Just those basic tech specs tell us how different the use of ej breakers defined by our two standards are. Supplementary requirements for circuit-breakers used as direct-on-line starters are given in IECapplicable to low-voltage contactors and starters. StrimaSep 3, Usually these circuit breakers sold by electrical retailers: This site uses cookies. I can say is that mix-ups of standards happen.

With additional requirements for integrally fused circuit-breakers. I would recommend to find the answer by contacting technical support team in the country. Reply Hello Lim, It is higher because of lower Icu breaking capacity ratio to 60974-2 breaking capacity Ics, eg.


The history of standard IEC may have something to do with it. Click here to find out how to access this document.

Typically IEC certified CBs meet minimally required performance to proof proper protection of household installations: And also a lot of manufacturers have a cross bbs of standards when they produce devices so you really have to look at their documentation. Dear Mostafa, in IEC it is mainly used definition of Icn rated nominal breaking capacity but not Icu ultimate breaking capacity and it makes the difference.

Procurement managers in utilities, too, can get things wrong. Bd those numbers to the V upper limit between phases for residential MCBs. The rating is the same in DC, there is a new magnetic threshold and voltage limitation.

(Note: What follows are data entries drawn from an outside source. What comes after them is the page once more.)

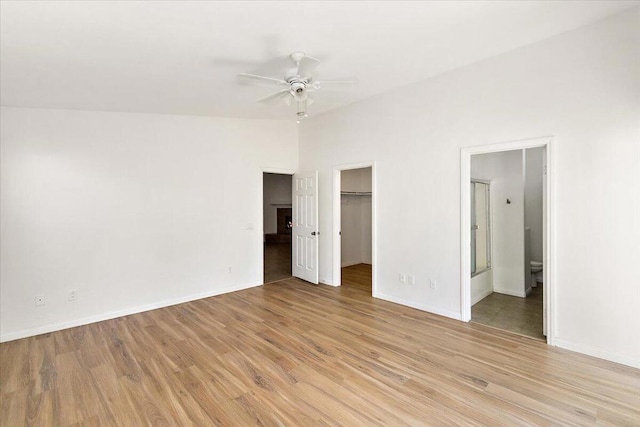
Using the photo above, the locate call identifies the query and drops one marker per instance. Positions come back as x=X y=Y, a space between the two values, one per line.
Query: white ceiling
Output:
x=183 y=57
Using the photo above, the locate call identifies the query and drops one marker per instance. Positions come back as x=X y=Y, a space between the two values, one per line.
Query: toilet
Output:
x=536 y=267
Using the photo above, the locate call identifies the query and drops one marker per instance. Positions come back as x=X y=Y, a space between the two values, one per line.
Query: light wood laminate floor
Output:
x=291 y=353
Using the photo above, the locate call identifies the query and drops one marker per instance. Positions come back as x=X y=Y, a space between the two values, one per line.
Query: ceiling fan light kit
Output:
x=298 y=82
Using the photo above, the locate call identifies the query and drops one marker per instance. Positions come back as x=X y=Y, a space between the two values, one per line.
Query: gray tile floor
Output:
x=520 y=315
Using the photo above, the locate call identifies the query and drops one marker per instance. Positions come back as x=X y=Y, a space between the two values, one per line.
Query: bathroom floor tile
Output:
x=519 y=315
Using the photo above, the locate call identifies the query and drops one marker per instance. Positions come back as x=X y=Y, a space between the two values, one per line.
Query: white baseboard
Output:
x=481 y=296
x=509 y=292
x=126 y=312
x=325 y=281
x=595 y=352
x=423 y=307
x=350 y=263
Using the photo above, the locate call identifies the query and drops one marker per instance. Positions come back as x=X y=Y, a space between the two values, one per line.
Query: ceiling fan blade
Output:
x=274 y=95
x=264 y=78
x=288 y=98
x=338 y=82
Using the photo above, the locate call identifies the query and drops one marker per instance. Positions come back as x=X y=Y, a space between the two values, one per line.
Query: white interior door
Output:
x=305 y=226
x=545 y=260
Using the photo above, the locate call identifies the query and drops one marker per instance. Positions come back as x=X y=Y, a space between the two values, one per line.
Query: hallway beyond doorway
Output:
x=277 y=261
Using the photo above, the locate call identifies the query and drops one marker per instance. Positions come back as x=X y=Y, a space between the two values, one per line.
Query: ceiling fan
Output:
x=298 y=83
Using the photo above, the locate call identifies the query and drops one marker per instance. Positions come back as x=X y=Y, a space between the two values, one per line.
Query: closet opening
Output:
x=277 y=226
x=356 y=229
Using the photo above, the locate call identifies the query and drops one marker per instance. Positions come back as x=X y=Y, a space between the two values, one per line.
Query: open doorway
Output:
x=277 y=224
x=506 y=280
x=356 y=228
x=506 y=240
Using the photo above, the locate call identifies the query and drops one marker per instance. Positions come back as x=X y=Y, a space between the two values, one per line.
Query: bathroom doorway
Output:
x=506 y=240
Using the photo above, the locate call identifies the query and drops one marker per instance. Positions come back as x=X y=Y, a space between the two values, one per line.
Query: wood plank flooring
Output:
x=291 y=353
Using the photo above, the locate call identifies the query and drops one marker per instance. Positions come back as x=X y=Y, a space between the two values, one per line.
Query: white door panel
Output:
x=305 y=230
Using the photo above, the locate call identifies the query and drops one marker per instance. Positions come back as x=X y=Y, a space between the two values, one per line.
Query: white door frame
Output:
x=261 y=228
x=336 y=239
x=548 y=221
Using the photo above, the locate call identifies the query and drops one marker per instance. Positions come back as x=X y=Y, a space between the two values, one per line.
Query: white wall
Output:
x=134 y=211
x=355 y=217
x=481 y=286
x=583 y=87
x=533 y=199
x=505 y=172
x=276 y=190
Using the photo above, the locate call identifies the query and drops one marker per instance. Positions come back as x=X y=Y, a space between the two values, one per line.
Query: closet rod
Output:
x=356 y=193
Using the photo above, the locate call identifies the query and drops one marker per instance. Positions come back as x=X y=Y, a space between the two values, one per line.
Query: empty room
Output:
x=319 y=213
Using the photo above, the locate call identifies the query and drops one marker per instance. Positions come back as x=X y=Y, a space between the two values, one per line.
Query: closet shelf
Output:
x=356 y=193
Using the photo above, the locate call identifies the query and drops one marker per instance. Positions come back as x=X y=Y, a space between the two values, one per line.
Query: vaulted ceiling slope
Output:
x=183 y=57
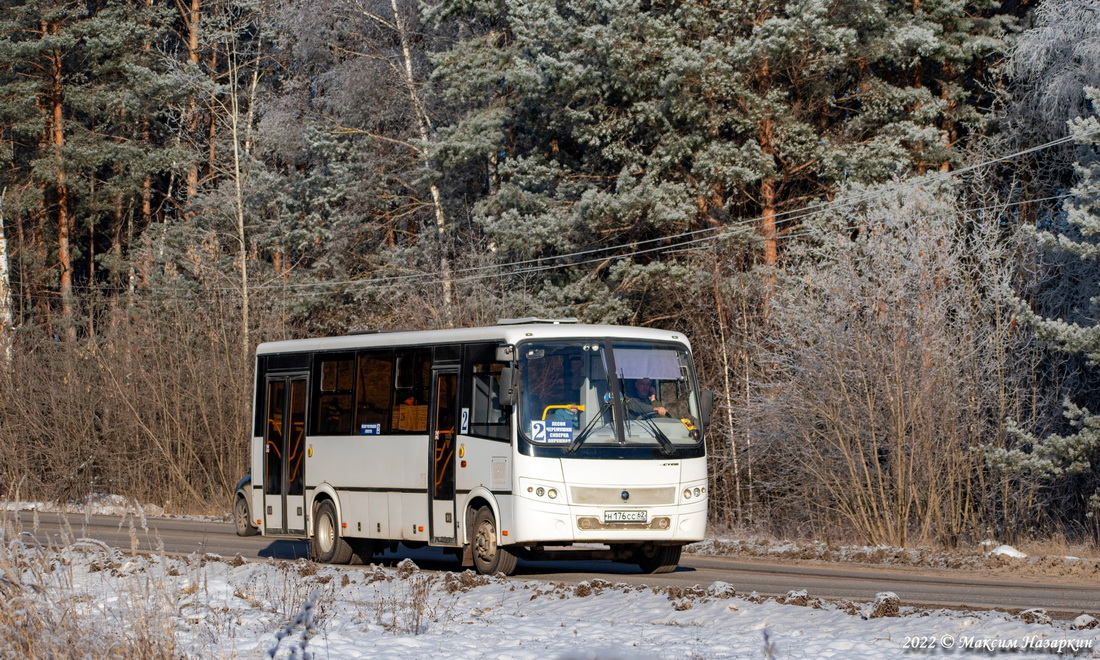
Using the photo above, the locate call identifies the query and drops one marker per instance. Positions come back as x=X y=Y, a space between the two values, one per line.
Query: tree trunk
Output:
x=190 y=17
x=7 y=318
x=424 y=128
x=64 y=220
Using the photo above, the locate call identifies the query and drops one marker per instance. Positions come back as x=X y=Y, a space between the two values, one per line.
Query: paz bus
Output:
x=531 y=439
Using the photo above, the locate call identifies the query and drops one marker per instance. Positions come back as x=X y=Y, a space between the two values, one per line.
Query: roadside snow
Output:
x=1008 y=551
x=212 y=607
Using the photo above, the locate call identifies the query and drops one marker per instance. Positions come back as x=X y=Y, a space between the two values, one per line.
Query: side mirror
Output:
x=509 y=381
x=707 y=403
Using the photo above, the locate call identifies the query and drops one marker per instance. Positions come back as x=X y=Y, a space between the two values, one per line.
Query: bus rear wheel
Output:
x=658 y=559
x=242 y=518
x=328 y=546
x=490 y=557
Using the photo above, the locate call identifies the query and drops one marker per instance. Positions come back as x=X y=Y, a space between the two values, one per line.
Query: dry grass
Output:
x=50 y=609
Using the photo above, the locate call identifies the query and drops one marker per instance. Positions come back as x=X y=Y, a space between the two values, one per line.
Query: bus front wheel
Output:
x=490 y=557
x=328 y=546
x=658 y=559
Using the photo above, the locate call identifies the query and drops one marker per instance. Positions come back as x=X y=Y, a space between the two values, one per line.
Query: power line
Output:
x=614 y=252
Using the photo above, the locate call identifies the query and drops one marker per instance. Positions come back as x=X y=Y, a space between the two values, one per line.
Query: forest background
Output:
x=873 y=219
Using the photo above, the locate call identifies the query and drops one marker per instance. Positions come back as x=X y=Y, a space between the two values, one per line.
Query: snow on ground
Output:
x=989 y=556
x=96 y=504
x=223 y=608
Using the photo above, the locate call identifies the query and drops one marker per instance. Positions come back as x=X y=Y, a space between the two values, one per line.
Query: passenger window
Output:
x=487 y=417
x=333 y=413
x=372 y=394
x=411 y=391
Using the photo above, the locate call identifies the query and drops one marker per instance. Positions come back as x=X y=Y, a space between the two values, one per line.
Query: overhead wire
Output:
x=667 y=243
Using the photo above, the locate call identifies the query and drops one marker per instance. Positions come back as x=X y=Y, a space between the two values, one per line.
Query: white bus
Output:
x=529 y=439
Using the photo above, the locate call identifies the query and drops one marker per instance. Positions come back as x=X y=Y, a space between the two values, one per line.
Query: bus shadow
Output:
x=285 y=549
x=436 y=559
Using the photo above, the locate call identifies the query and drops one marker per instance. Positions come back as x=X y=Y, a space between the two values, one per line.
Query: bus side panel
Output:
x=387 y=475
x=486 y=464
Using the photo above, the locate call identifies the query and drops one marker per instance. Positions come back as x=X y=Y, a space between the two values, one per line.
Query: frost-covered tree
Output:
x=592 y=124
x=1071 y=460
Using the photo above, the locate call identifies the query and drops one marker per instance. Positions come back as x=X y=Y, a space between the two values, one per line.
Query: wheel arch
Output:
x=475 y=499
x=321 y=493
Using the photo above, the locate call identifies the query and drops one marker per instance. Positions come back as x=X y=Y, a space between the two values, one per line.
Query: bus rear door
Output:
x=284 y=460
x=441 y=488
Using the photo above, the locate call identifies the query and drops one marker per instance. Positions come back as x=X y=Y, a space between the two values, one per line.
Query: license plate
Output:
x=626 y=516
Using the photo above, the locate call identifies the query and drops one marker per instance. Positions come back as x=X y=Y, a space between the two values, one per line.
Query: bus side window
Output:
x=487 y=417
x=411 y=391
x=332 y=415
x=372 y=393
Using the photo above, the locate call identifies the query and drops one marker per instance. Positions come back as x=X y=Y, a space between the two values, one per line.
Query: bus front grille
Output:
x=614 y=496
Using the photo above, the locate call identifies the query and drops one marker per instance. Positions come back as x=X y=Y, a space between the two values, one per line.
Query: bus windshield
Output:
x=608 y=393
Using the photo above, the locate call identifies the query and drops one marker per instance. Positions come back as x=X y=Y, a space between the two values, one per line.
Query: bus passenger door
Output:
x=441 y=488
x=284 y=460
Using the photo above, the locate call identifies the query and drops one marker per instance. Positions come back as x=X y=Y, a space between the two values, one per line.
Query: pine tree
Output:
x=1073 y=458
x=601 y=124
x=86 y=132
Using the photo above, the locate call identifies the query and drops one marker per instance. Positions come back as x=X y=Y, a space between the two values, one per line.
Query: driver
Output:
x=646 y=400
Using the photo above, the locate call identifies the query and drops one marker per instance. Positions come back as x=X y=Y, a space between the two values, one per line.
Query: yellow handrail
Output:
x=569 y=406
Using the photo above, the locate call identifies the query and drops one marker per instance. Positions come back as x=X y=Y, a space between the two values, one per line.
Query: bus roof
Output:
x=507 y=333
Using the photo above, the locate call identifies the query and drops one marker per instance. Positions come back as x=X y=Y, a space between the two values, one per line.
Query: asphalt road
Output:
x=928 y=586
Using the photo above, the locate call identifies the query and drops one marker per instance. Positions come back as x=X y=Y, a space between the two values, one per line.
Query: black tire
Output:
x=328 y=546
x=242 y=517
x=658 y=559
x=490 y=557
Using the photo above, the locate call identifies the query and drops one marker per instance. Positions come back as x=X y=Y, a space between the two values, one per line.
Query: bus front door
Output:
x=441 y=488
x=284 y=461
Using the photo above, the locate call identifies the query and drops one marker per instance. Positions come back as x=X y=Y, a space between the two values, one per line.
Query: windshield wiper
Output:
x=667 y=447
x=587 y=428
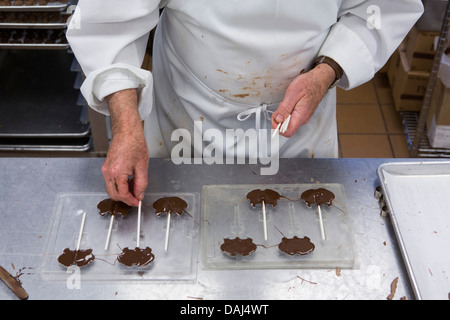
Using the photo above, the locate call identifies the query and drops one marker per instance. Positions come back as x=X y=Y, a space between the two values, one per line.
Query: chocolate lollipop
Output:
x=318 y=196
x=113 y=207
x=262 y=197
x=301 y=246
x=139 y=257
x=169 y=205
x=77 y=257
x=236 y=246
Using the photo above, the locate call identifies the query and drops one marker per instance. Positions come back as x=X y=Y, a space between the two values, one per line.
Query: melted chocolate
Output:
x=296 y=245
x=318 y=196
x=113 y=207
x=268 y=196
x=139 y=257
x=79 y=258
x=169 y=205
x=236 y=246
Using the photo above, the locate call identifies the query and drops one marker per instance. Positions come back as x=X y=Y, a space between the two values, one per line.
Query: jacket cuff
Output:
x=345 y=47
x=105 y=81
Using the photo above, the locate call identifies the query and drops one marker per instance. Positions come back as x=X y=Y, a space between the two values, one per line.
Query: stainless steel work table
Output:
x=28 y=188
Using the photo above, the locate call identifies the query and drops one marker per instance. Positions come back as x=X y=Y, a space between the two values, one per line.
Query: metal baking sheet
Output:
x=38 y=99
x=226 y=213
x=417 y=194
x=59 y=25
x=46 y=144
x=48 y=7
x=178 y=263
x=35 y=46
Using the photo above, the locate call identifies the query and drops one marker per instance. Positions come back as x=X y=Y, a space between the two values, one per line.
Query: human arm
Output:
x=109 y=38
x=358 y=45
x=128 y=154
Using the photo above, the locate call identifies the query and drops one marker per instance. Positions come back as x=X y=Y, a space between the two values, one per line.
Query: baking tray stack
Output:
x=34 y=24
x=39 y=106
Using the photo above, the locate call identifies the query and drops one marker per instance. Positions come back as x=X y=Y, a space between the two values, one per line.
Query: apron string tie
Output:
x=258 y=111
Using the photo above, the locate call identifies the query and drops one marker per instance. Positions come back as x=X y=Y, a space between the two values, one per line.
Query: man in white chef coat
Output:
x=227 y=64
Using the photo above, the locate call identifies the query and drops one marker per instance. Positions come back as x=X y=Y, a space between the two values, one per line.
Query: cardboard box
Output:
x=408 y=87
x=438 y=119
x=419 y=47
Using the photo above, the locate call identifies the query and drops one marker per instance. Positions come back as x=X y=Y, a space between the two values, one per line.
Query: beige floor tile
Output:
x=365 y=93
x=383 y=89
x=392 y=119
x=399 y=145
x=365 y=146
x=365 y=118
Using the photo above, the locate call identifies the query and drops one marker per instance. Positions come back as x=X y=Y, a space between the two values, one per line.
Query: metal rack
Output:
x=40 y=106
x=415 y=126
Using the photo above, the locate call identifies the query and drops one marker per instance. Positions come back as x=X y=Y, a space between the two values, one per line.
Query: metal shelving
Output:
x=39 y=109
x=416 y=132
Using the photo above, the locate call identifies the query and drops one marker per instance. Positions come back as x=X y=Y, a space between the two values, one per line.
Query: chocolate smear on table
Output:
x=13 y=283
x=79 y=258
x=269 y=196
x=301 y=246
x=318 y=196
x=138 y=257
x=169 y=205
x=113 y=207
x=238 y=246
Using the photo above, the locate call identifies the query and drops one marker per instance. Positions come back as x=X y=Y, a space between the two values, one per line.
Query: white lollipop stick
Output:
x=138 y=237
x=264 y=220
x=167 y=231
x=282 y=126
x=276 y=130
x=285 y=124
x=322 y=230
x=109 y=232
x=81 y=230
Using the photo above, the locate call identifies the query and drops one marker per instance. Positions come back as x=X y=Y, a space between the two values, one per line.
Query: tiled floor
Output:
x=368 y=124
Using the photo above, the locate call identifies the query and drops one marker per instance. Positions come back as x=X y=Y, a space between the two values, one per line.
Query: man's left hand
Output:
x=302 y=97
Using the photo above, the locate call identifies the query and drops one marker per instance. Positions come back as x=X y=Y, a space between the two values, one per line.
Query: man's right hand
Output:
x=128 y=154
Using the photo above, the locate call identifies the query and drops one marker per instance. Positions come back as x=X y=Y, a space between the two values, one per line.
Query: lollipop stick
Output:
x=276 y=130
x=264 y=220
x=167 y=231
x=138 y=237
x=322 y=230
x=109 y=232
x=81 y=230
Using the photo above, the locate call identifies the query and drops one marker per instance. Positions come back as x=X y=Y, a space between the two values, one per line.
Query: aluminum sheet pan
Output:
x=45 y=8
x=417 y=194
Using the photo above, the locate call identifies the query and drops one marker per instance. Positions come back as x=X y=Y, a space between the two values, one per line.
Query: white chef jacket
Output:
x=227 y=63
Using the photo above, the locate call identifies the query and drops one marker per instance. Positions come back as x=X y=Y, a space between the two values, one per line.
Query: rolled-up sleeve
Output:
x=366 y=34
x=109 y=39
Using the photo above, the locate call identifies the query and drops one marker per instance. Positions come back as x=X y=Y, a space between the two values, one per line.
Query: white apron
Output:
x=226 y=64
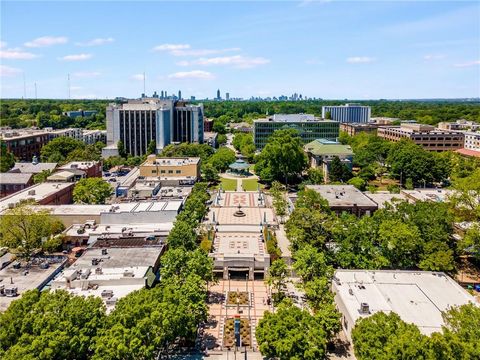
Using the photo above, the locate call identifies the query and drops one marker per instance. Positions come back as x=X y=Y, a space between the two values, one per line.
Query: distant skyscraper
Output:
x=137 y=122
x=347 y=113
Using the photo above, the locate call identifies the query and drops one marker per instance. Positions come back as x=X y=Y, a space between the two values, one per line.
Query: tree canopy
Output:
x=283 y=158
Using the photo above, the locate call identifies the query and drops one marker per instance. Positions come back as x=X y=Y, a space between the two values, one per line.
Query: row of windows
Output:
x=165 y=171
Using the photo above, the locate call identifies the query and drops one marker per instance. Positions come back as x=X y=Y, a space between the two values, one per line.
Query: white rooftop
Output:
x=36 y=192
x=418 y=297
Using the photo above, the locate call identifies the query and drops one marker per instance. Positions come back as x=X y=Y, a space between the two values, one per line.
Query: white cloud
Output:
x=96 y=42
x=468 y=64
x=138 y=77
x=360 y=60
x=47 y=41
x=314 y=62
x=16 y=54
x=9 y=71
x=434 y=56
x=76 y=57
x=86 y=74
x=195 y=74
x=171 y=47
x=202 y=52
x=237 y=61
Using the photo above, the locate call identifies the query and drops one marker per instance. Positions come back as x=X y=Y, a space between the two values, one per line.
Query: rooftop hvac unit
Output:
x=11 y=291
x=111 y=301
x=107 y=293
x=85 y=274
x=128 y=273
x=364 y=308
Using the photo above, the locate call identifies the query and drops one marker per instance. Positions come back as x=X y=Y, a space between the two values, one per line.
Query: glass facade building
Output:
x=309 y=130
x=349 y=113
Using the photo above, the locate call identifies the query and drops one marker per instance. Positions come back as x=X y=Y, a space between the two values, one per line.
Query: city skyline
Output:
x=329 y=50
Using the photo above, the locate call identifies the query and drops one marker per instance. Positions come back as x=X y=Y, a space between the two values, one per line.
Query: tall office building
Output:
x=308 y=127
x=347 y=113
x=137 y=122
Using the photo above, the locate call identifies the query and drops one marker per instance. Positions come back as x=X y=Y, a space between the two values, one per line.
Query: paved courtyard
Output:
x=219 y=311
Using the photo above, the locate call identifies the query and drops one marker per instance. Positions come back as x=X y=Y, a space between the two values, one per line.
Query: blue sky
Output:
x=327 y=49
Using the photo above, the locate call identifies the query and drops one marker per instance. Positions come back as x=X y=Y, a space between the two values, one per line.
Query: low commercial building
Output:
x=94 y=136
x=347 y=113
x=321 y=152
x=33 y=167
x=353 y=129
x=463 y=125
x=239 y=220
x=472 y=141
x=17 y=277
x=345 y=198
x=186 y=171
x=138 y=212
x=90 y=168
x=308 y=127
x=426 y=136
x=418 y=297
x=111 y=273
x=47 y=193
x=210 y=138
x=10 y=183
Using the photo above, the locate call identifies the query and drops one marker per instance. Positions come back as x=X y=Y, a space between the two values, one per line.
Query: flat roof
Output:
x=36 y=192
x=438 y=195
x=179 y=161
x=15 y=178
x=34 y=277
x=342 y=195
x=418 y=297
x=33 y=168
x=87 y=209
x=119 y=257
x=384 y=197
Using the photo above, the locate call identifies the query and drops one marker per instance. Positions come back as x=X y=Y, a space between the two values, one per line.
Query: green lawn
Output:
x=229 y=184
x=250 y=184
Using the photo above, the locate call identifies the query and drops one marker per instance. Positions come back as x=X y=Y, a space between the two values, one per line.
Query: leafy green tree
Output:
x=182 y=235
x=222 y=158
x=7 y=160
x=50 y=325
x=42 y=176
x=91 y=191
x=152 y=147
x=277 y=276
x=59 y=148
x=358 y=182
x=338 y=171
x=315 y=176
x=210 y=173
x=122 y=152
x=311 y=263
x=24 y=229
x=282 y=158
x=279 y=337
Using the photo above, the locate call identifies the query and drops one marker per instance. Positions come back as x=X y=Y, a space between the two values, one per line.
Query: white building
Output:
x=418 y=297
x=348 y=113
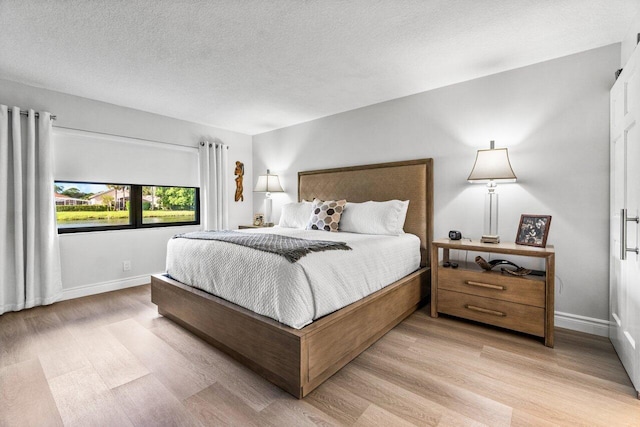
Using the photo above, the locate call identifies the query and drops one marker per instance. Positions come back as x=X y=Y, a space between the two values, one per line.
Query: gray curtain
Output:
x=214 y=191
x=29 y=250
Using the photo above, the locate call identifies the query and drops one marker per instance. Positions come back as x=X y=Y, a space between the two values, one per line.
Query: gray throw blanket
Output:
x=291 y=248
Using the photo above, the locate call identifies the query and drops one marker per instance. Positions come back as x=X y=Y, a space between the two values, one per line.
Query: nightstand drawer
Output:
x=518 y=317
x=493 y=285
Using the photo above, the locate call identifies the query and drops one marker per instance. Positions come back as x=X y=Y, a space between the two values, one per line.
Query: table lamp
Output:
x=268 y=184
x=492 y=166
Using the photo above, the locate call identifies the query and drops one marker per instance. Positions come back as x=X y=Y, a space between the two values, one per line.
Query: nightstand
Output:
x=524 y=304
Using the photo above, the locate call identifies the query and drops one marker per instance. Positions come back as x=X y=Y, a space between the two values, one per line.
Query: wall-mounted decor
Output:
x=239 y=171
x=533 y=230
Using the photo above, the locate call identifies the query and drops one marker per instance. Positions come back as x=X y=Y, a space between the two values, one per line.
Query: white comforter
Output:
x=294 y=293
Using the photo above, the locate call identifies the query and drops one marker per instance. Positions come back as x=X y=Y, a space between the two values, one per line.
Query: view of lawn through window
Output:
x=82 y=205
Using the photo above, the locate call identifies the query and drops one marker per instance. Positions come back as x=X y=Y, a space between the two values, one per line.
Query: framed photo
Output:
x=533 y=230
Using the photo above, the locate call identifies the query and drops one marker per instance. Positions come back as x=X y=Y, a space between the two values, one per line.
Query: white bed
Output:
x=294 y=294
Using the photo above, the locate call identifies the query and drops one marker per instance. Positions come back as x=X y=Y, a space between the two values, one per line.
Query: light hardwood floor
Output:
x=110 y=360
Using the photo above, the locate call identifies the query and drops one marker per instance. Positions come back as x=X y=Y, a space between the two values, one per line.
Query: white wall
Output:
x=93 y=261
x=630 y=40
x=553 y=117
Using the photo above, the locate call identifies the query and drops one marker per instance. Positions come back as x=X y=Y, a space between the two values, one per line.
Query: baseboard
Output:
x=585 y=324
x=98 y=288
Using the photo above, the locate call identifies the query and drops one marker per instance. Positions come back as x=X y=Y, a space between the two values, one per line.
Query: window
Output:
x=87 y=206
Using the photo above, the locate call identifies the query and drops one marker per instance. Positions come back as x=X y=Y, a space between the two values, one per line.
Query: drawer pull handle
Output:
x=485 y=285
x=484 y=310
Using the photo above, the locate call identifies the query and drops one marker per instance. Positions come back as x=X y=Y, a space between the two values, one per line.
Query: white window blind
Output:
x=97 y=157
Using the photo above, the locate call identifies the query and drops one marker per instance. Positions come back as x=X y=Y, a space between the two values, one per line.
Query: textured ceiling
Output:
x=254 y=66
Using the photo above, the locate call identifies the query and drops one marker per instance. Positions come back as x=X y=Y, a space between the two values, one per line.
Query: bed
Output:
x=299 y=360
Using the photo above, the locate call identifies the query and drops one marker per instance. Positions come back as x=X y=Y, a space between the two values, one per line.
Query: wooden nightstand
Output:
x=240 y=227
x=524 y=304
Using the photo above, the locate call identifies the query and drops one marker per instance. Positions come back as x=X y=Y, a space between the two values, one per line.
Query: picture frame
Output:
x=533 y=230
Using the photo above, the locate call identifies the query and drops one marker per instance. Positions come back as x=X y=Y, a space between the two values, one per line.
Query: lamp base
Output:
x=489 y=238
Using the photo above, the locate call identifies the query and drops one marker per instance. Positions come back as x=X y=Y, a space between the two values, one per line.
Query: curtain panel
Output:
x=214 y=200
x=29 y=250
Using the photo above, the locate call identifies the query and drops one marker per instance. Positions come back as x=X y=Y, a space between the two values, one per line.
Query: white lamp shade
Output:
x=492 y=165
x=268 y=184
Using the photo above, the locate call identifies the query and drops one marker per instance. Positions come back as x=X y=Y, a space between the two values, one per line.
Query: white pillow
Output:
x=295 y=215
x=375 y=217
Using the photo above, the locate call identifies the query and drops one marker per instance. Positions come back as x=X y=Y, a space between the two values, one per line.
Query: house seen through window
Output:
x=83 y=206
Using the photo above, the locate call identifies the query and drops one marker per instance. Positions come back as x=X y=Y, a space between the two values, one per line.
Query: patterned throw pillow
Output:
x=326 y=215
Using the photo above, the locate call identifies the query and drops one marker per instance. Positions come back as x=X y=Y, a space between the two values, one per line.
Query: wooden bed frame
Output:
x=299 y=360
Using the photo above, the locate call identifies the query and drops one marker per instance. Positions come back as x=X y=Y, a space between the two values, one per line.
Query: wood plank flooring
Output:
x=111 y=360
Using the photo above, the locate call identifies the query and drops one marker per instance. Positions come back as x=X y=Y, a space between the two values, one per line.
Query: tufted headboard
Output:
x=407 y=180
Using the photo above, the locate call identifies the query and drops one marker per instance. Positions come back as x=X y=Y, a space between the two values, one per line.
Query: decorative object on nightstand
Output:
x=492 y=166
x=533 y=230
x=520 y=303
x=268 y=184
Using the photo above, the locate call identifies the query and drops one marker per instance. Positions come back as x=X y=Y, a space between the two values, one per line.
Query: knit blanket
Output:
x=291 y=248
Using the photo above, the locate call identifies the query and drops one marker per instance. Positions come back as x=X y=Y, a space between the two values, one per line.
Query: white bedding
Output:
x=294 y=293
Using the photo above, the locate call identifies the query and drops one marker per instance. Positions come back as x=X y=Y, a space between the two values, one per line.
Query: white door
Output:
x=625 y=209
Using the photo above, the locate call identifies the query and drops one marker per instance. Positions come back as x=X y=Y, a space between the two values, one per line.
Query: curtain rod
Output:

All in all there are so gs interrupting ratings that I am so confused. The same goes for impulse withstand voltage Uimp.

BS EN 60947-2:2017

I am confused with two standards for the same breaker. Consequences can be dire if residential CBs are used instead of industrial ones. It applies whatever the rated currents, the method of construction or the proposed applications of the circuit-breakers may be. Unfortunately I have no answer for the question. IEC requires 4kV, in line with the use for final circuits. Blogger Directory View All Posts. Reply Stephen, the Max Zs value is not always published in technical guides.


IEC AND IEC a tale of two standards

That notion, combined with lack of knowledge or technical expertise, may have led to the misconception that there is one standard for all CBs. IECwhich I introduced at length in the first of these blog postsgoverns CBs for industrial applications. In order to use AC breaker in DC applications you should follow manufacturer recommendations.

Example of Acti9 circuit breaker 60947- for buildings and industry applications.

These are all written into the Standard so if you are installing MCBs in to areas of a Polution Level 3 then that circuit breaker is not fit for purpose. Kindly let me know if it is available on the Schneider site appreciate if Schneider can up load a youtube video Reply Dear Sumedha, Test procedures are explained in the mentioned standards.

I would really appreciate any help provided.

These CBs are intended for use of indoor, pollution and humidity-free conditions: Hello Lim, It is higher because of 600947-2 Icu breaking capacity ratio to service breaking capacity Ics, eg.

In other words — in final distribution electrical switchboards of buildings which nominal current does not exceed A.